Mansukh Prapajati non lavora per la Nasa o per la Whirlpool. Non ha nemmeno un dottorato in Fisica quantistica. E’ un vasaio. Geniale, però. Nel suo laboratorio a cielo aperto, a Ramakrishna Nagar, villaggio del Gujarat, India occidentale, ha progettato e realizzato il primo frigorifero senza elettricità né batterie. Mitti Cool è un parallelepipedo di argilla, con sportello in vetro, che mantiene il cibo a una temperatura inferiore di almeno 8 gradi centigradi rispetto a quella esterna. Mitti, che in hindi significa terra, è niente di più che un contenitore di terracotta in cui l’acqua filtra da un vano superiore attraverso le pareti laterali ed, evaporando, raffredda il recipiente per il cibo collocato in basso. E’ un prodotto low cost e biodegradabile. Si costruisce in 10 giorni: nella piccola industria indiana se ne producono più di 200 al mese. Il prezzo? 50 dollari.

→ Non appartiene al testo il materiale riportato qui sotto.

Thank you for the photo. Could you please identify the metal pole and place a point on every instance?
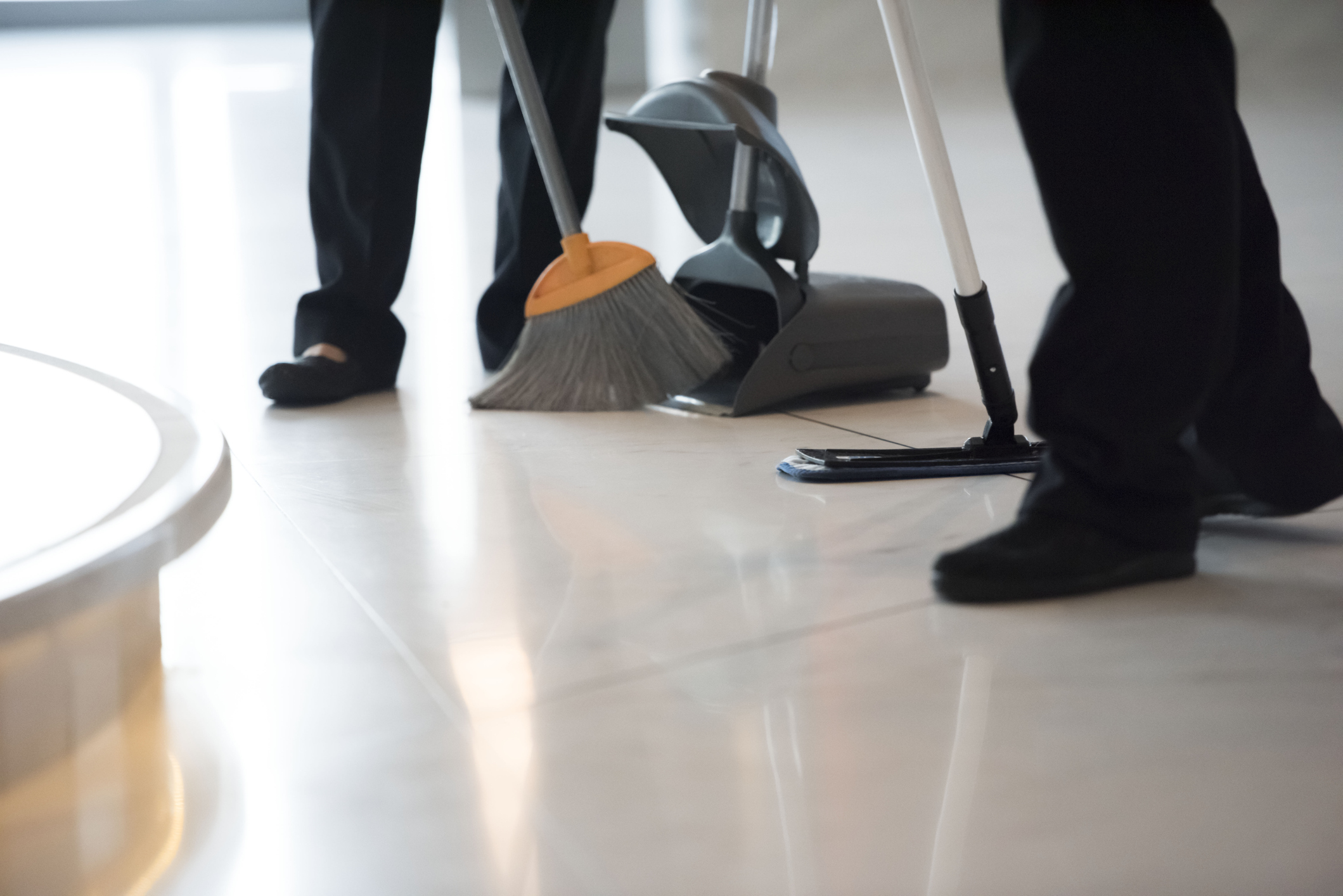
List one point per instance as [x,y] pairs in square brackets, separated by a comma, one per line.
[932,148]
[534,112]
[755,58]
[755,65]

L’idea risale al 2001, quando un terremoto distrusse il villaggio di Prapajati. Era difficile conservare frutta e latticini. Ed era un problema anche l’acqua, abitualmente mantenuta fresca nei vasi di terracotta andati in frantumi. Considerato, poi, che in molte zone dell’India l’erogazione della corrente elettrica non è mai continua, l’invenzione del frigo di terracotta è stato subito un successo. Oggi quella del vasaio è una piccola industria che impiega molte donne. E che realizza anche pentole, fornelli, contenitori. Il frigo d’argilla è rivolto al mercato interno e a quello estero (Kenya ed Emirati Arabi). E ha fatto di Prapajati uno degli imprenditori rurali più influenti al mondo.

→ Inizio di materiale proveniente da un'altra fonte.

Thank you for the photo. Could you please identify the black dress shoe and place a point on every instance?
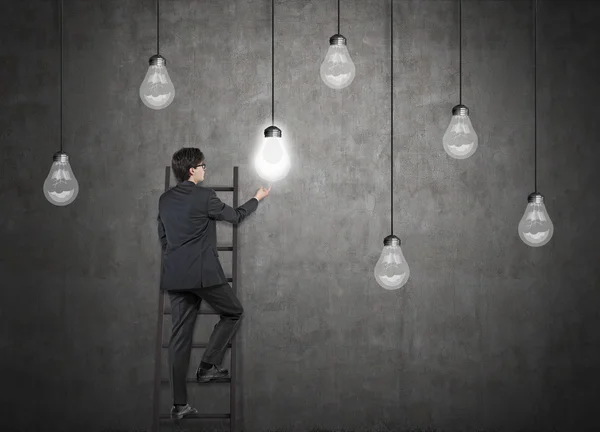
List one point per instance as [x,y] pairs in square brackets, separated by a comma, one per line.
[214,373]
[179,412]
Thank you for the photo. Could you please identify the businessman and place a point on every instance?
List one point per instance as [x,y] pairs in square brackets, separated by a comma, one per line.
[187,216]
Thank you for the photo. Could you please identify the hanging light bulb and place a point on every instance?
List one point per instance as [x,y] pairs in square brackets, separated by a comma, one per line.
[61,186]
[392,271]
[460,139]
[157,90]
[337,70]
[272,162]
[536,228]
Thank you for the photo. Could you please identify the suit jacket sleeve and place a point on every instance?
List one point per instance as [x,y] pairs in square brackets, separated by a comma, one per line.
[162,234]
[218,210]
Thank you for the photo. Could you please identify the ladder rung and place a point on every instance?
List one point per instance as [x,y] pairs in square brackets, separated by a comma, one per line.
[198,416]
[197,345]
[193,380]
[211,312]
[221,188]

La sua storia la raccontano gli autori di “Jugaad Innovation: pensa frugale, sii flessibile, genera una crescita dirompente”, edito da Rubbettino. Navi Radjou, Jaideep Prabhu e Simone Ahuja compiono un viaggio nei mercati emergenti, nell’ innovazione che proviene dal basso ed è in grado di trovare soluzioni efficienti a costi contenuti. Provano che è in atto una rivoluzione culturale che, con la creatività e l’ ingegno, sfida i modelli di produzione dell’Occidente.